Prick İngilizcede “iğne batırmak” veya “çimdiklemek” anlamlarına gelir.
Örnek Cümleler:
- She accidentally pricked her finger while sewing. (O dikiş dikarken yanlışlıkla parmağını iğneledi.)
- He pricked his thumb on a thorn. (O bir diken üzerine başparmağını batırdı.)
- I felt a sharp prick in my foot. (Ayak parmağımda keskin bir batma hissettim.)
- The cactus pricked me when I brushed against it. (Kaktüsüne dokunduğumda beni çimdikledi.)
- She pricked her ears up when she heard the sound. (Ses duyduğunda kulaklarını dikti.)
- The doctor pricked my finger to check my blood sugar. (Doktor kan şekerimi kontrol etmek için parmağıma iğne batırdı.)
- The dog pricked up its ears when it heard a noise. (Köpek bir ses duyduğunda kulaklarını dikti.)
- He pricked his skin with a needle to test his reaction. (Reaksiyonunu test etmek için derisine iğne batırdı.)
- The rose thorn pricked her finger. (Gül dikenleri onun parmağını çimdikledi.)
- I had a sudden prick of conscience and decided to apologize. (Aniden vicdan azabı hissettim ve özür dilemeye karar verdim.)
- The chef pricked the cake with a toothpick to see if it was done. (Şef kekin pişip pişmediğini anlamak için kürdanla iğne batırdı.)
- The child pricked the balloon with a pin and it burst. (Çocuk balonu iğneyle çimdikledi ve patladı.)
- The mosquito pricked my skin and left a red bump. (Sivrisinek derime iğne battı ve kırmızı bir kabarcık bıraktı.)
- She felt a prick of envy when she saw her friend’s new car. (Arkadaşının yeni arabasını görünce kıskançlık hissetti.)
- He pricked his finger with a safety pin to stay awake during the boring lecture. (Sıkıcı derste uyanık kalmak için güven
lik pimiyle parmağını çimdikledi.)
- The doctor pricked the patient’s arm to administer a vaccine. (Doktor aşı yapmak için hastanın koluna iğne batırdı.)
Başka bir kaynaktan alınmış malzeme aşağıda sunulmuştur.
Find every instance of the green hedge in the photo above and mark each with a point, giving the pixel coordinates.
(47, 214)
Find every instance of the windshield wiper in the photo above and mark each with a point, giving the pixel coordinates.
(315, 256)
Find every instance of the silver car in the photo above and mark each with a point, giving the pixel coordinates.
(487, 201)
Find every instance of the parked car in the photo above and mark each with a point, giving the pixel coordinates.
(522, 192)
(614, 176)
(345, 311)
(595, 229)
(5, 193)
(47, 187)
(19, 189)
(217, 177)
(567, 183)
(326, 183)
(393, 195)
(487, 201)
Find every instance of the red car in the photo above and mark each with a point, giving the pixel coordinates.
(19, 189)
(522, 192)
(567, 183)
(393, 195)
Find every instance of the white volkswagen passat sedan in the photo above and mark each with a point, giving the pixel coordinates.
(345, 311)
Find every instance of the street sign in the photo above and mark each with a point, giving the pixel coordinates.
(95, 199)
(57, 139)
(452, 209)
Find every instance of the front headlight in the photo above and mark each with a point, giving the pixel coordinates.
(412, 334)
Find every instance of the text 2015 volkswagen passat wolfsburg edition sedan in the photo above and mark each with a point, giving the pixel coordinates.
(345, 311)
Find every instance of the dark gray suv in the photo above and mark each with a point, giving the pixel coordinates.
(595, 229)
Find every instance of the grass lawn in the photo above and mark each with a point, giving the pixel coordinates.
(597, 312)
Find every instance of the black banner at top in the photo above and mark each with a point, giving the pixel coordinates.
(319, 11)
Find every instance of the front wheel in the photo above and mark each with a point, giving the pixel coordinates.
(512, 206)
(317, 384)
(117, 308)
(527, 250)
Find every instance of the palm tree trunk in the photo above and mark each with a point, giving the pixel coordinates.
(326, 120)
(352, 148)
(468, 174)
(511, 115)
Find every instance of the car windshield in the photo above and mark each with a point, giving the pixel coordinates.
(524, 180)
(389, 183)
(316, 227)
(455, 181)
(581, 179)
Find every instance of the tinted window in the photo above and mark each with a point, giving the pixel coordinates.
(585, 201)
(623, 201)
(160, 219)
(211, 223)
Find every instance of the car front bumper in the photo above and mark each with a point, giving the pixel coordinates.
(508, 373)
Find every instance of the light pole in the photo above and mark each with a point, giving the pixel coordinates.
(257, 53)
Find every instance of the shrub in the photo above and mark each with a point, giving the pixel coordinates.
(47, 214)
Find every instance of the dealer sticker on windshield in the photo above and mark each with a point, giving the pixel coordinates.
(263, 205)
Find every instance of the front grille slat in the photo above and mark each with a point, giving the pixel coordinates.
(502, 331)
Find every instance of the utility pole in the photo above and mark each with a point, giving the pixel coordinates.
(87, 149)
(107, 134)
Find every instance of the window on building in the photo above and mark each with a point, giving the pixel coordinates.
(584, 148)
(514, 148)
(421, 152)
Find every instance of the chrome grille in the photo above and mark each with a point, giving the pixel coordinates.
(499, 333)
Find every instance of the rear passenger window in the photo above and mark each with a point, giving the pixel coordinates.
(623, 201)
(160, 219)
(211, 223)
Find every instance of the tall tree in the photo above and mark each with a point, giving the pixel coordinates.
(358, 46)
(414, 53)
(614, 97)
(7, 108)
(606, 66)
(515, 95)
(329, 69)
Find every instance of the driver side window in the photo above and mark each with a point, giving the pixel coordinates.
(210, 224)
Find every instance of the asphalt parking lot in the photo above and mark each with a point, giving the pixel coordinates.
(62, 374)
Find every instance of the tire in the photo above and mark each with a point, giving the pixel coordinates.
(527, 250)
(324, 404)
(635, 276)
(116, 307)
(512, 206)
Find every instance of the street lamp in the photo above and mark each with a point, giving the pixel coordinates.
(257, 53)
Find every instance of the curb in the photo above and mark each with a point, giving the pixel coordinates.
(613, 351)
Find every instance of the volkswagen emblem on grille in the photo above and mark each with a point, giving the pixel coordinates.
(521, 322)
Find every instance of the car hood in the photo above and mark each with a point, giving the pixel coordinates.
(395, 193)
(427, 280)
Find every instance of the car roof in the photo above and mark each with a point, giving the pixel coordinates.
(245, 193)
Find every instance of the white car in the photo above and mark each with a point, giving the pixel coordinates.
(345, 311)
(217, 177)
- He felt a prick of sadness when he saw the old family photos. (Eski aile fotoğraflarını görünce hüzün hissetti.)
- The cactus prick can be very painful if you’re not careful. (Kaktüs çimdiklemesi dikkatli olmadığınız takdirde çok acı verici olabilir.)
- The athlete pricked his arm with a needle to take a blood sample. (Sporcu kan örneği almak için koluna iğne batırdı.)
- The rose bush pricked me when I reached for a flower. (Çiçek koparmak için uzandığımda gül ağacı beni çimdikledi.)
Türkçe Karşılıkları:
- O dikiş dikarken yanlışlıkla parmağını iğneledi.
- O bir diken üzerine başparmağını batırdı.
- Ayak parmağımda keskin bir batma hissettim.
- Kaktüsüne dokunduğumda beni çimdikledi.
- Ses duyduğunda kulaklarını dikti.
- Doktor kan şekerimi kontrol etmek için parmağıma iğne batırdı.
- Köpek bir ses duyduğunda kulaklarını dikti.
- Reaksiyonunu test etmek için derisine iğne batırdı.
- Gül dikenleri onun parmağını çimdikledi.
- Aniden vicdan azabı hissettim ve özür dilemeye karar verdim.
- Şef kekin pişip pişmediğini anlamak için kürdanla iğne batırdı.
- Çocuk balonu iğneyle çimdikledi ve patladı.
- Sivrisinek derime iğne battı ve kırmızı bir kabarcık bıraktı.
- Arkadaşının yeni arabasını görünce kıskançlık hissetti.
- Sıkıcı derste uyanık kalmak için güvenlik pimiyle parmağını çimdikledi.
- Doktor aşı yapmak için hastanın koluna iğne batırdı.
- Eski aile fotoğraflarını görünce hüzün hissetti.
- Kaktüs çimdiklemesi dikkatli olmadığınız takdirde çok acı verici olabilir.
- Sporcu kan örneği almak için koluna iğne batırdı.